I closed my eyes briefly, then opened them again. "You risked all that, once. I'm doing the same thing."

Lasky shook his head. "The worst I could've been hit with was insubordination. This is treason."

I took a deep breath. "I know."

Lasky shook his head again, looking at me with those soulful eyes. "What about Thel, Adams?"

I took a step back, unwillingly, like someone had pushed me. "Don't throw that at me, Lasky. Roland, send the message." I said, my voice becoming rough, unlike the way I usually spoke.

"Adams-" Lasky said, stepping forward.

"DO IT, ROLAND!" I yelled, pointing the gun at Lasky.

Lasky stopped, and Roland shook his head. "No. You're insane."

"Yeah. I am." I murmured, then pointed the gun at Lasky's leg. "Send the message. I'm serious."

"No you're not-" Roland started to say.

He didn't get the chance to finish, because I fired the gun into Lasky's upper leg.

He dropped to the floor, making a gutteral noise of pain.

I fixed my gaze on Roland. "I just made a declaration of intending to take your captain hostage, and now I just shot him. Send the message."

Roland looked horrified. "Adams. Why would-"

"Send it!" I shouted.

"He's going to bleed out!" Roland shouted back.

"For fuck's sake, Roland. I'm a fucking doctor. Jesus. He's going to be fine. I brought pain meds with me. It's a flesh wound. Holy shit. Just send the goddamned message before I punch my way through the console!" I shouted at him.

Lasky grunted out something that sounded like, "I hate you so much, Adams."

Roland went to say something, then stopped. "Okay. I'll send it." His avatar disappeared from the console.

I moved to Lasky's side, and lifted the medical bag I'd brought with me off my shoulder. "I'm sorry. I hope you know I'm doing this for the greater good." I stabbed Lasky with a syringe of a strong painkiller. "Just know that you're not going to die, and if you end up wounded, you'll get some quality medical care."

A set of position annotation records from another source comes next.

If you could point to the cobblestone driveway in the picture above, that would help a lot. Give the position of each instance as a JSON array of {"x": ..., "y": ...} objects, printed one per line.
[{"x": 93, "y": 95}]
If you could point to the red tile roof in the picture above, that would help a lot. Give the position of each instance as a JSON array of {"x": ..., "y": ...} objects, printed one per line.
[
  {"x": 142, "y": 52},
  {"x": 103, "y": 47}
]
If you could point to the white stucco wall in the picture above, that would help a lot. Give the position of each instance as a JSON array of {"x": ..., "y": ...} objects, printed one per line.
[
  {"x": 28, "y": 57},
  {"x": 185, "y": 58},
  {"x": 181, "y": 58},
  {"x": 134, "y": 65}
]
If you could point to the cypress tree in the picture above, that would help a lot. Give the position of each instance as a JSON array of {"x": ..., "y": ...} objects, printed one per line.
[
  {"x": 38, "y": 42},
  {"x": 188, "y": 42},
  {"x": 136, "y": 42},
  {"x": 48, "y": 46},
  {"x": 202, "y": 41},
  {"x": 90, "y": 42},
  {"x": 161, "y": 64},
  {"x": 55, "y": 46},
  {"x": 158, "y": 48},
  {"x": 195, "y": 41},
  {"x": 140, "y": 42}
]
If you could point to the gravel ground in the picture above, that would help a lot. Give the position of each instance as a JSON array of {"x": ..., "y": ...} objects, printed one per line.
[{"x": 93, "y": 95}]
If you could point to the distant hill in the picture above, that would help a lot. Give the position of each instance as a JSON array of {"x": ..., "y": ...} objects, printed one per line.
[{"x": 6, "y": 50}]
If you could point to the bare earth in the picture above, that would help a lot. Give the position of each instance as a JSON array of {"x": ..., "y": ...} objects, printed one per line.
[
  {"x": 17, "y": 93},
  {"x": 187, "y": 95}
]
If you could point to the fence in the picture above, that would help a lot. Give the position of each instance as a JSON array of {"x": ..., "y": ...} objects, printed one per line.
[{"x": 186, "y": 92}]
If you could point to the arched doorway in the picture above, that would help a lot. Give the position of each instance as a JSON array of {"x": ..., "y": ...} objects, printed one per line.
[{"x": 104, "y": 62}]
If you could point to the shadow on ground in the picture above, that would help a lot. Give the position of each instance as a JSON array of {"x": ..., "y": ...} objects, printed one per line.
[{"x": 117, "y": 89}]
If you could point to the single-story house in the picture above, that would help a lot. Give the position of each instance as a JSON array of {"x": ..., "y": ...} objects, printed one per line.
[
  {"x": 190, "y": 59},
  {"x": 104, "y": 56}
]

Lasky grunted out a shaky laugh that was affected by the pain he was obviously in. "Adams, while I don't blame you for doing this, and to a certain extent, I admire your resolve in taking a UNSC ship hostage, if you shoot me again, I will plant my fist in your face with as much force as I can. This hurts."

I looked him. He looked equal parts shocked, amused and an incredulous. "You know what, sir? When this is all over, come find me. I'll let you punch me in the face as many times as it takes for you to feel better. I probably owe you that."

Lasky shook his head and let out another shaky laugh. "Goddamn you, Adams. I hope you know what you're doing."

I sat back on my knees and threw a look towards the ceiling. "I know exactly what I'm doing-I'm doing something that will most definitely end badly."